This rule has been working for 50 years. Recession is inevitable, fortunately the crisis can pass by

This rule has been working for 50 years. Recession is inevitable, fortunately the crisis can pass by

The US unemployment rate rose to 4.3% in July from 4.1%, but fell in August. That’s good, because a rise in the number of people out of work heralds a recession in the United States. The so-called Sahm rule is taken very seriously by economists. What exactly does it cover?

Until recently, the investment bank Goldman Sachs had forecasted a 25 percent chance of a recession in the United States in the next 12 months. It has now lowered its forecasts slightly to 20 percent.

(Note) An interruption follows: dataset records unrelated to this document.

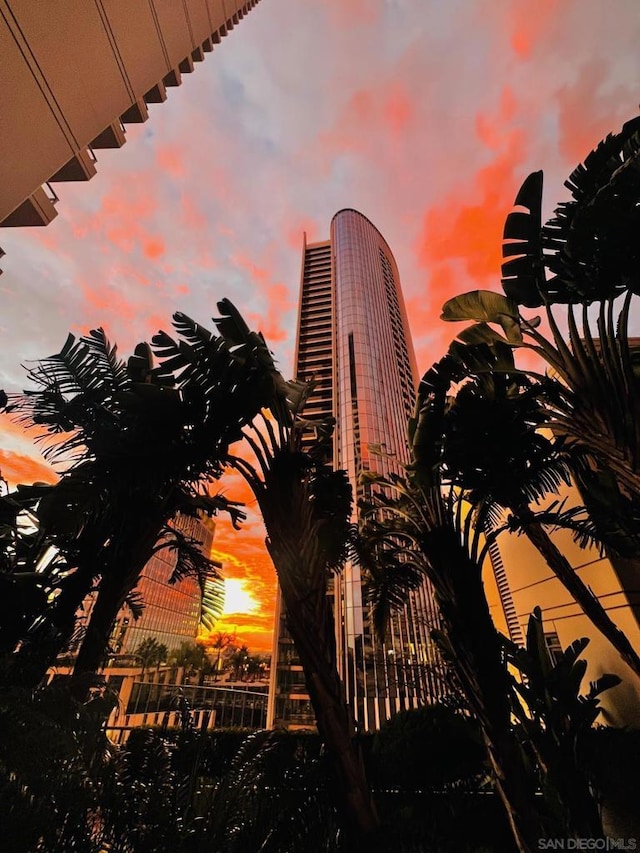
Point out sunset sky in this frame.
[0,0,640,651]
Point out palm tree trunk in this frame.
[12,564,93,687]
[512,507,640,676]
[421,527,544,853]
[605,545,640,625]
[73,575,132,678]
[281,584,380,849]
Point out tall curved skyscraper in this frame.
[269,209,443,730]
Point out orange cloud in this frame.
[142,237,165,260]
[508,0,566,59]
[0,450,58,486]
[417,89,527,287]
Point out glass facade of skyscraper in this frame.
[269,210,443,730]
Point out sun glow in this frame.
[222,578,260,617]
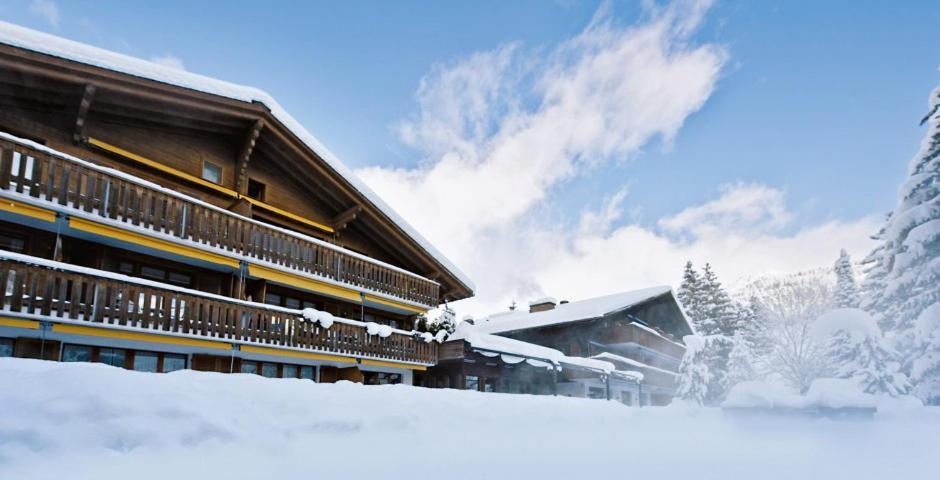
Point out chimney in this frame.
[529,297,558,313]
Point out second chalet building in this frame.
[0,23,474,383]
[416,287,693,405]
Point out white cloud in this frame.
[29,0,59,28]
[150,54,186,70]
[357,2,874,314]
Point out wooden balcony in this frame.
[0,137,439,307]
[0,251,437,366]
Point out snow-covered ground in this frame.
[0,358,940,480]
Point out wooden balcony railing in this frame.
[0,136,439,307]
[0,251,437,365]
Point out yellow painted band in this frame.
[248,264,361,303]
[0,317,39,330]
[0,199,55,222]
[240,345,356,363]
[52,324,232,350]
[88,138,238,198]
[69,217,240,268]
[366,295,429,313]
[362,358,428,371]
[239,195,333,233]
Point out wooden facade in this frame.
[0,28,473,383]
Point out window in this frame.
[168,272,193,287]
[62,345,91,362]
[0,233,26,253]
[483,378,496,392]
[163,353,186,373]
[140,265,166,280]
[261,363,277,378]
[202,162,222,183]
[248,178,265,201]
[134,352,160,372]
[0,338,13,357]
[264,292,281,306]
[284,297,300,310]
[98,348,125,368]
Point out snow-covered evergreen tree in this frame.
[863,88,940,399]
[699,263,739,337]
[676,335,712,405]
[832,249,859,308]
[724,335,757,388]
[676,261,702,330]
[816,308,909,396]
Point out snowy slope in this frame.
[0,21,476,290]
[0,359,940,480]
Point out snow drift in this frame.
[0,359,940,479]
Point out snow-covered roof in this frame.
[0,21,476,291]
[529,297,558,307]
[448,323,616,373]
[591,352,676,376]
[477,286,692,333]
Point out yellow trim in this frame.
[88,138,333,233]
[362,358,428,371]
[240,345,356,363]
[52,324,232,350]
[239,195,334,233]
[88,138,238,198]
[366,294,430,313]
[0,317,39,330]
[69,217,240,268]
[248,264,361,303]
[0,199,55,222]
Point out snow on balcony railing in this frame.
[0,250,437,365]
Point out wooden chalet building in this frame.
[0,22,474,383]
[419,287,693,405]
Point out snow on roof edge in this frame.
[0,20,476,293]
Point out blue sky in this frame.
[0,0,940,316]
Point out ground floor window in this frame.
[362,372,401,385]
[62,344,186,373]
[0,338,13,357]
[62,345,91,362]
[134,352,160,373]
[163,353,186,373]
[98,348,127,368]
[261,363,277,378]
[483,378,496,392]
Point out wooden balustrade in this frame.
[0,259,437,364]
[0,139,439,306]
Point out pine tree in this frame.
[676,261,703,330]
[833,249,859,308]
[699,263,739,337]
[676,335,712,405]
[829,322,909,396]
[863,88,940,399]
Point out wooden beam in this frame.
[72,83,96,143]
[235,118,264,195]
[332,205,362,231]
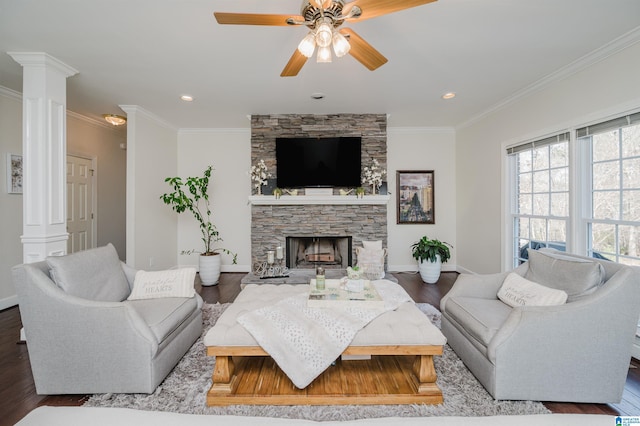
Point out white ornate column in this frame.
[8,52,78,263]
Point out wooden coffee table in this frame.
[205,284,446,406]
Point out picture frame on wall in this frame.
[396,170,436,224]
[7,154,22,194]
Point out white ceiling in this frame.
[0,0,640,128]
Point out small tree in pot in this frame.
[411,236,453,284]
[160,166,237,285]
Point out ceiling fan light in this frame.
[316,46,331,64]
[316,22,333,47]
[298,31,316,58]
[333,31,351,58]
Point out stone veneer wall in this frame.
[251,114,387,264]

This is not the first time the forecast has changed: in the first half of August, the bank’s experts raised the probability from 15 to 25 percent after the unemployment rate rose to a three-year high in July, raising concerns about a slowdown. It is encouraging that this time the change is downward.

Recession in the USA

“We have now reduced our probability from 25% to 20%, mainly because the data for July and early August released since August 2 do not show signs of a recession,” said Jan Hatzius, chief US economist at Goldman Sachs.

The jobless claims report released Thursday showed the number of Americans seeking unemployment benefits fell to a one-month low last week, while separate data revealed retail sales rose by the most in a year and a half in July.

Sahm’s rule doesn’t lie

Why is the unemployment rate so important? Because it has preceded every American recession for 50 years. This has been described and confirmed by dozens of analyses, and is scientifically confirmed by the so-called Sahm rule – named after economist Claudia Sahm, who developed it in 2019. It says that if the three-month moving average of the unemployment rate has increased by at least half a percentage point from the minimum of the previous 12 months, then we are most likely dealing with a recession. The economist has analyzed the situation in the American economy since the 1970s and has irrefutable evidence that such a change in the unemployment rate is a harbinger of a recession in the US.

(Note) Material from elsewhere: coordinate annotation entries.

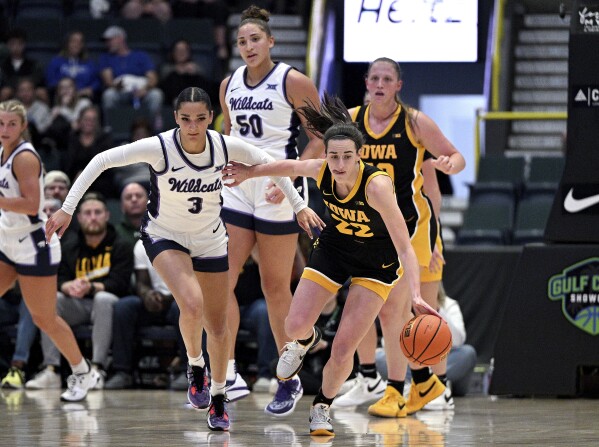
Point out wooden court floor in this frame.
[0,390,599,447]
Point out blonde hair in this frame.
[0,99,31,141]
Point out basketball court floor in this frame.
[0,390,599,447]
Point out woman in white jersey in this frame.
[220,6,324,416]
[0,100,99,402]
[46,87,323,431]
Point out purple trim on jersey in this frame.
[173,132,214,171]
[242,62,280,90]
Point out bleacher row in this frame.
[4,16,215,78]
[456,156,564,245]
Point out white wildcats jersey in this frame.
[225,62,301,160]
[0,141,46,232]
[148,129,229,233]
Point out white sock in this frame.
[71,358,90,374]
[210,380,227,396]
[187,352,206,368]
[227,359,237,380]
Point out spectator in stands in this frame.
[46,31,101,99]
[160,39,218,105]
[61,106,118,198]
[0,284,37,389]
[116,0,173,22]
[376,284,476,400]
[44,171,71,204]
[46,78,92,152]
[99,26,164,128]
[106,241,187,390]
[25,192,133,389]
[0,28,49,104]
[115,183,148,254]
[173,0,229,78]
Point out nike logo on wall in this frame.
[366,379,381,393]
[564,188,599,213]
[418,382,435,397]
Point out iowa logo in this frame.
[547,258,599,335]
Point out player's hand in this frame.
[46,210,73,243]
[412,296,443,320]
[265,181,285,204]
[222,161,251,187]
[428,244,445,273]
[297,207,326,239]
[431,155,453,174]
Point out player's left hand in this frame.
[412,296,443,320]
[297,207,326,239]
[431,155,453,174]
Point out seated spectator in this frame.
[117,0,173,22]
[173,0,229,79]
[46,78,92,151]
[44,171,71,205]
[376,284,476,400]
[46,31,101,101]
[99,26,164,128]
[105,241,187,390]
[61,106,119,198]
[112,117,154,191]
[0,28,49,104]
[160,39,218,106]
[0,285,38,389]
[25,193,133,389]
[115,183,148,246]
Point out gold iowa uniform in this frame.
[302,162,402,299]
[352,106,438,267]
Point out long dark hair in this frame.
[175,87,212,112]
[298,93,364,151]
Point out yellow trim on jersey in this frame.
[302,267,343,294]
[364,104,400,140]
[331,160,364,203]
[364,171,395,208]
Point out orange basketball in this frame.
[400,315,451,366]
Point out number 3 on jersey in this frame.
[236,114,264,138]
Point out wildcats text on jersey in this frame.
[229,96,274,111]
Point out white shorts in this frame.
[141,218,229,272]
[0,226,61,276]
[221,177,308,235]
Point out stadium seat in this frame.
[456,202,514,245]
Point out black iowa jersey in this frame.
[352,106,438,266]
[316,162,390,241]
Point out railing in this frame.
[474,110,568,166]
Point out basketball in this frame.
[400,315,451,366]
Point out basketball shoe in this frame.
[264,377,304,417]
[407,374,445,414]
[332,372,387,408]
[277,326,322,380]
[422,382,455,411]
[225,373,250,402]
[310,404,335,436]
[60,360,100,402]
[2,366,25,390]
[368,386,408,418]
[187,365,210,409]
[207,394,230,431]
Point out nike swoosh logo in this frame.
[418,382,435,397]
[366,379,381,393]
[564,188,599,213]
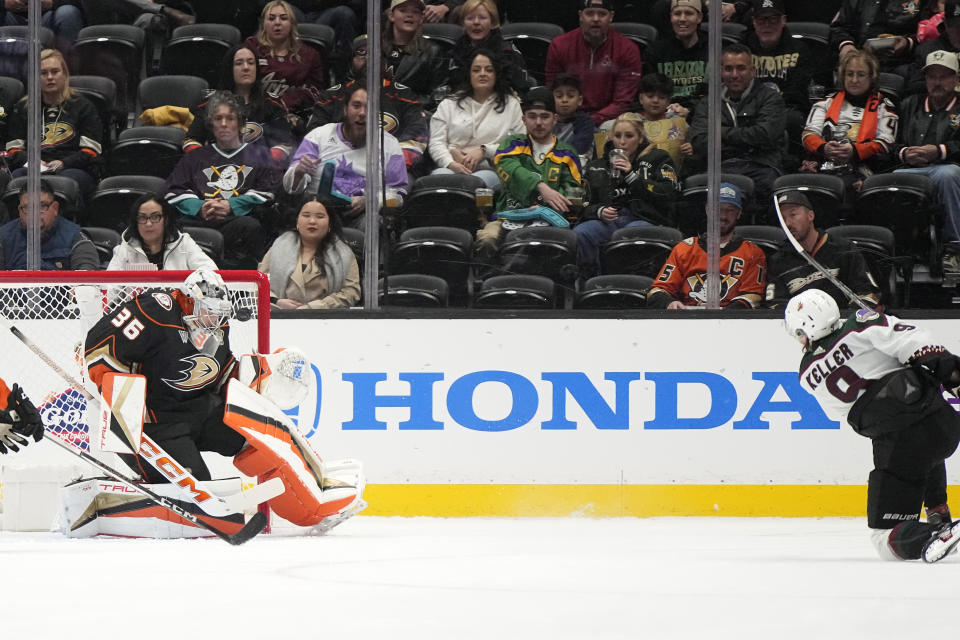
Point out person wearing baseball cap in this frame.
[766,189,880,309]
[893,47,960,279]
[744,0,829,158]
[643,0,708,110]
[473,87,582,264]
[545,0,643,126]
[647,182,767,309]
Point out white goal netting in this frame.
[0,271,270,528]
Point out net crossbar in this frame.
[0,271,270,451]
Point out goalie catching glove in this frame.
[0,381,43,454]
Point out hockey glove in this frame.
[0,411,30,454]
[7,384,43,442]
[913,349,960,388]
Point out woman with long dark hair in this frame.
[107,193,217,271]
[429,49,526,189]
[259,195,360,309]
[183,44,293,168]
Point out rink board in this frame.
[280,318,960,516]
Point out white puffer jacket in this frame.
[107,229,218,271]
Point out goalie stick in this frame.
[773,194,874,313]
[10,325,284,520]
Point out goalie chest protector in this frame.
[85,291,236,418]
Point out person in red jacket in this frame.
[546,0,642,125]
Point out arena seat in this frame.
[827,224,900,306]
[600,225,683,278]
[573,273,653,309]
[107,127,186,178]
[610,22,658,54]
[73,24,146,113]
[389,227,473,302]
[495,227,577,284]
[401,174,485,232]
[378,273,449,307]
[500,22,564,85]
[160,23,242,86]
[3,175,84,224]
[84,176,166,233]
[183,224,223,266]
[773,173,845,229]
[83,227,123,269]
[473,275,557,309]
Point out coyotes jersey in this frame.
[800,310,944,420]
[647,236,767,309]
[85,291,236,422]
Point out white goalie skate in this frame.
[920,520,960,562]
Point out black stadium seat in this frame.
[160,23,241,86]
[83,227,122,269]
[84,176,165,232]
[107,127,186,178]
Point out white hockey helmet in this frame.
[783,289,840,350]
[180,269,233,331]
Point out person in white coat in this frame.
[107,193,218,271]
[429,49,526,191]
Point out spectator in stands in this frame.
[107,193,218,271]
[381,0,448,110]
[6,49,103,197]
[283,82,407,229]
[423,0,464,23]
[647,182,767,309]
[906,0,960,95]
[917,0,945,44]
[687,44,785,224]
[259,196,360,309]
[546,0,643,125]
[894,51,960,275]
[800,49,897,191]
[638,73,693,170]
[573,113,680,278]
[0,0,83,56]
[550,73,597,162]
[290,0,363,78]
[745,0,824,166]
[307,34,430,171]
[830,0,920,71]
[766,191,880,309]
[429,49,524,191]
[183,44,293,169]
[244,0,327,133]
[0,180,100,271]
[473,87,581,264]
[447,0,534,96]
[165,91,277,269]
[643,0,707,109]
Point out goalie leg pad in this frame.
[223,380,363,526]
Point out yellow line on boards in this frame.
[363,484,892,518]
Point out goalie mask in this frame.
[783,289,840,351]
[180,269,233,355]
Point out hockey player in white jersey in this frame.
[784,289,960,562]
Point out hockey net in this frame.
[0,271,270,528]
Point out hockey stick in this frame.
[43,431,267,545]
[773,194,874,313]
[10,325,285,517]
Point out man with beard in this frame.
[283,82,407,229]
[546,0,643,125]
[647,182,767,309]
[894,51,960,277]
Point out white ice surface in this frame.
[0,516,960,640]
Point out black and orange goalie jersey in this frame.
[647,235,767,309]
[85,291,236,421]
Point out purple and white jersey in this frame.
[283,122,407,202]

In half a century, the rule has never sent a false alarm. Whenever the average unemployment rate over a three-month period was at least 0.5 percentage points above the previous year’s low, a committee of the U.S. National Bureau of Economic Research declared a recession.

The Federal Open Market Committee (FOMC), the decision-making body of the Federal Reserve, is expected to cut interest rates at its next meeting, scheduled for September. This would be the first rate cut since March 2020. Such a move has been widely anticipated in the financial market for a long time, but until now the prevailing opinions were that it would be cautious, by 0.25 percentage points. Now, expectations are growing for a more decisive move.